At Petham Primary School, we aim to develop confident, fluent and passionate readers and writers from an early stage. We use Little Wandle Letters and Sounds Revised which is a complete systematic synthetic phonics programme (SSP). This is a process that first teaches the letter sounds, building up to blending these sounds together to achieve full pronunciation of whole words.

 

Application of phonics to reading The National Curriculum for English (2014) aims to ensure that all pupils:

 

  • read easily, fluently and with good understanding
  • develop the habit of reading widely and often, for both pleasure and information
  • acquire a wide vocabulary, an understanding of grammar and knowledge of linguistic conventions for reading, writing and spoken language.

 

Reading underpins children's access to the curriculum and it clearly impacts on their achievement. There is considerable research to show that children who enjoy reading and choose to read benefit not only academically, but also socially and emotionally. To be able to read, children need to be taught an efficient strategy to decode words. That strategy is phonics. It is essential that children are actively taught and￿supported to use phonics as the only approach to decoding. Other strategies must be avoided. Phonic decoding skills must be practised until children become automatic and fluent reading is established.

 

Our Programme

 

At Petham we use Little Wandle Letters and Sounds revised programme as our phonics programme. Fluent decoding is only one component of reading. Comprehension skills need to be taught to enable children to make sense of what they read, build on what they already know and give them a desire to want to read. Reading increases children's vocabulary because they encounter words they would rarely hear or use in everyday speech. Furthermore, children who read widely and frequently also have more secure general knowledge.

 

EYFS

 

In EYFS children are introduced to Phase 2 and Phase 3 phonemes. Our children are taught to recognise the 44 sounds in the English language which we put together to form words. Some are represented by one letter, like 't', and some by two or more, like 'ck' in duck and 'igh' as in light. We refer to these as diagraphs and trigraphs. Once they have mastered the initial sounds the children are encouraged to match them to letters, then blend these sounds together from left to right to make a word. Finally, they use their knowledge of the sounds and blending skills to support their spelling. The children learn to read a list of age appropriate 'tricky' words, words which cannot be sounded out using their phonics e.g 'the'.

 

Key Stage 1

 

In Key Stage 1 the children revise the 44 sounds and learn alternative graphemes, for example 'ay' as in play and 'ou' as in cloud. Towards the end of Key Stage 1 and moving in to Key Stage 2, we teach the children important 'spelling rules'.￿ This enables children to make the shift from writing phonetically to spelling words accurately.

 

Year 1 Phonics Screening Check

 

The national Phonics Screening Check was introduced in 2012 to all Year 1 pupils and it is administered during the summer term. It is a short, statutory, assessment to ensure that children are making sufficient progress in the phonics skills required to read words and that they are on track to become confident, fluent readers who have a love of reading.

 

The check consists of a￿ list of 40 words, half are real words and half are 'nonsense' words; the nonsense words will be shown to your child with a picture of an alien. This not only makes the check a bit more fun, but provides the children with a context for the nonsense words.

 

Useful Documents

 

This link will take you to the progression document, so that you can see when your child would learn each sound:

Below you can find links to documents and videos which explain how to pronounce each phoneme:

Accelerated Reader

 

Following the Little Wandle Letters and Sounds revised program, children move on to Accelerated Reader (AR).  We ensure children are secure in the learning content of the Little Wandle program and that they are confident and fluent when applying the skills before moving them forward to AR.  AR does not help children learn to read - it consolidates their learning and promotes reading comprehension rather than decoding and word reading skills.

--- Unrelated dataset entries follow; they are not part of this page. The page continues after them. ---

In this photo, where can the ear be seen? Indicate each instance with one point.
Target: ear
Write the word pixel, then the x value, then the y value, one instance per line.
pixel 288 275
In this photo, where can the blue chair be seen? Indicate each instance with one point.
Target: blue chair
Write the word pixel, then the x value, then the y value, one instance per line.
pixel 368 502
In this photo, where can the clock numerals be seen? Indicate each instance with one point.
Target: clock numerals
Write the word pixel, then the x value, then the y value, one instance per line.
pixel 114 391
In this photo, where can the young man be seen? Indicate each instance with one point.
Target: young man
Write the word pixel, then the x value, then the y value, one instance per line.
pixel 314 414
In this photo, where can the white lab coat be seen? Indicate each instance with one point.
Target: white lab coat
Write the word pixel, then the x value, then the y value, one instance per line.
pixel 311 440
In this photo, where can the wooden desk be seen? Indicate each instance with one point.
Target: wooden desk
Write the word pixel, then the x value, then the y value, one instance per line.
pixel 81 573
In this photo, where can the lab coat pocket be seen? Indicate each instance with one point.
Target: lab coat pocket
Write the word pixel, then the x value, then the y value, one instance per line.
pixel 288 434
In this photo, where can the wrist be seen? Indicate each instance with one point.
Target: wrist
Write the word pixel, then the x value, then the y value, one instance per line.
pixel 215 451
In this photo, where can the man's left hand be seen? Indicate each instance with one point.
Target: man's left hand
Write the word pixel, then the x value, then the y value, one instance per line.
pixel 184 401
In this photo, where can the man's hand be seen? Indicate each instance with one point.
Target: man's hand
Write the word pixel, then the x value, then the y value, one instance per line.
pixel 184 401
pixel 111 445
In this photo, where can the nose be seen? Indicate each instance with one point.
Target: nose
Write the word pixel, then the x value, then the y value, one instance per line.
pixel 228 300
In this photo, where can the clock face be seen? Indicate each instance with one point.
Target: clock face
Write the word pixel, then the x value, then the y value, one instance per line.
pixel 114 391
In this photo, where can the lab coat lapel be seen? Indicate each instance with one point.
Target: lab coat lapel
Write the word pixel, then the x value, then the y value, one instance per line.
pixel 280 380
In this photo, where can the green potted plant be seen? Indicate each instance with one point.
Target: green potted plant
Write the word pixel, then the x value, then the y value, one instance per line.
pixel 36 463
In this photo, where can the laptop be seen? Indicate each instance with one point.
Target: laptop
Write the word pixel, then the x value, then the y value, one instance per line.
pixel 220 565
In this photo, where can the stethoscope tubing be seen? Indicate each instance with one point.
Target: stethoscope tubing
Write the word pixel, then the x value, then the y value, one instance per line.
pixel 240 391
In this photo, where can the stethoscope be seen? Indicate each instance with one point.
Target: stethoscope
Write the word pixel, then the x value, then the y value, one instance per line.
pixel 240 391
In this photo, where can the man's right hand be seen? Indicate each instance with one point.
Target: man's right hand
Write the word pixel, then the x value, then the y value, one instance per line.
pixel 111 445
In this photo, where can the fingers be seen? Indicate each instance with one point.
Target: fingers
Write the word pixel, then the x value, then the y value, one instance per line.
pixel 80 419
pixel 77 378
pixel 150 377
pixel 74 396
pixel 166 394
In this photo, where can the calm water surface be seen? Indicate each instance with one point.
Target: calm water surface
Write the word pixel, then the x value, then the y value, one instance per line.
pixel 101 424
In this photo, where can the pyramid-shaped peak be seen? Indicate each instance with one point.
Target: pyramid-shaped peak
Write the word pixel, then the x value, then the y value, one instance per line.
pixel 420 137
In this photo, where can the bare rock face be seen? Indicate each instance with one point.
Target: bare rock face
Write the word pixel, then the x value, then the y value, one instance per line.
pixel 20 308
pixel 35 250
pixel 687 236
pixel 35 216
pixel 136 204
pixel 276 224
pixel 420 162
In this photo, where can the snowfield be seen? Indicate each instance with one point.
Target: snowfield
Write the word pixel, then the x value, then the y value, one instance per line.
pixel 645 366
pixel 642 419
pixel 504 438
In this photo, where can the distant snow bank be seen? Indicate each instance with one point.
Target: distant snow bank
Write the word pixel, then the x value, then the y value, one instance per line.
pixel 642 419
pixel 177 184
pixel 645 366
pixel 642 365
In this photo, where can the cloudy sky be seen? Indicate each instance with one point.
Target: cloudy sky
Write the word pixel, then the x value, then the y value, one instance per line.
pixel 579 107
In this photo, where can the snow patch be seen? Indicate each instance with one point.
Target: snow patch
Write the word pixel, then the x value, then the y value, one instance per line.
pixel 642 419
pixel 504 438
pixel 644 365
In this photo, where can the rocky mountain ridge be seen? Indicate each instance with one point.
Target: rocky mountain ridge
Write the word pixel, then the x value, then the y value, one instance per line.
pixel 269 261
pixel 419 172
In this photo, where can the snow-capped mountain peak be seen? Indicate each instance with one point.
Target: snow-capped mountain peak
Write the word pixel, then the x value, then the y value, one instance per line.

All children learn to read at different rates, so read with your child often to help them to develop a love of reading. This is equally as important as your child learning to read individual words.

 

What is Accelerated Reader (AR)?

AR is a computer program that helps teachers manage and monitor children’s independent reading practice. Your child picks a book at their own level and reads it at their own pace. When finished, your child takes a short quiz on the computer (passing the quiz is an indication that your child understood what was read). AR gives children and teachers feedback based on the quiz results, which the teacher then uses to help your child set goals and direct ongoing reading practice. Children using AR choose their own books to read, rather than having one assigned to them. This encourages reading to become an independent experience as the children can choose books they find interesting promoting a love of reading and reading for pleasure. Teachers support children to choose books at an appropriate readability level that are challenging without being frustrating, ensuring that your child can enjoy and understand the text and subsequently pass the quiz and experience success.

Children really enjoy taking the quizzes. Since they’re reading books at their reading and interest levels, they are likely to be successful. This is satisfying for most children. Best of all, they learn and grow at their own pace.

 

How much should my child read during the day?

According to research, children who read at least 35 minutes a day (at home and school) with a 90% comprehension rate (average percent correct) on AR quizzes see the greatest gains. Therefore, your child should have at least 35 minutes set aside for reading during each day.

 

How can I help my child become a better reader?

As with anything, performance improves with practice. Encourage your child to read at home. Create a culture of reading in your household by reading with your child, starting a home library, visiting your local library on a regular basis, letting your child see you reading, and discussing books that each of you has read. When reading with your child, stop and ask questions to be sure your child is understanding what is read. Reading with your child, no matter what the child’s age, is an important part of developing a good reader, building a lifelong love of reading and learning, and creating a close relationship between you and your child. Make learning a family affair!

 

What if my child doesn’t like reading?

Using Accelerated Reader, your child will choose the books they want to read. The teacher will make certain the book is at the right level so that after completing the book, your child should do well on the AR Reading Practice Quiz. Success on the quiz will encourage your child to read more. With guidance from the teacher, and success, even children who say they don’t like reading develop a love of reading.

 

How does the school determine my child’s reading level?

Teachers determine your child’s reading level using a STAR Reading™ test and using their best professional judgment based on their knowledge of your child. A STAR Reading test is a computerized reading assessment that uses computer-adaptive technology. Questions continually adjust to your child’s responses. If the child’s response is correct, the difficulty level is increased. If the child misses a question, the difficulty level is reduced. The test uses multiple-choice questions and takes approximately 15 minutes. As a result the teacher is provided with a Zone of Proximal Development for your child.

 

What is a Zone of Proximal Development (ZPD)?

In independent literature-based reading, ZPD is the range of books that will challenge a child without causing frustration or loss of motivation. Your child will receive a ZPD range after taking a STAR Reading test. It’s important for children to read with a high degree of comprehension and within their ZPDs. ZPDs should be adjusted based on the needs of your child.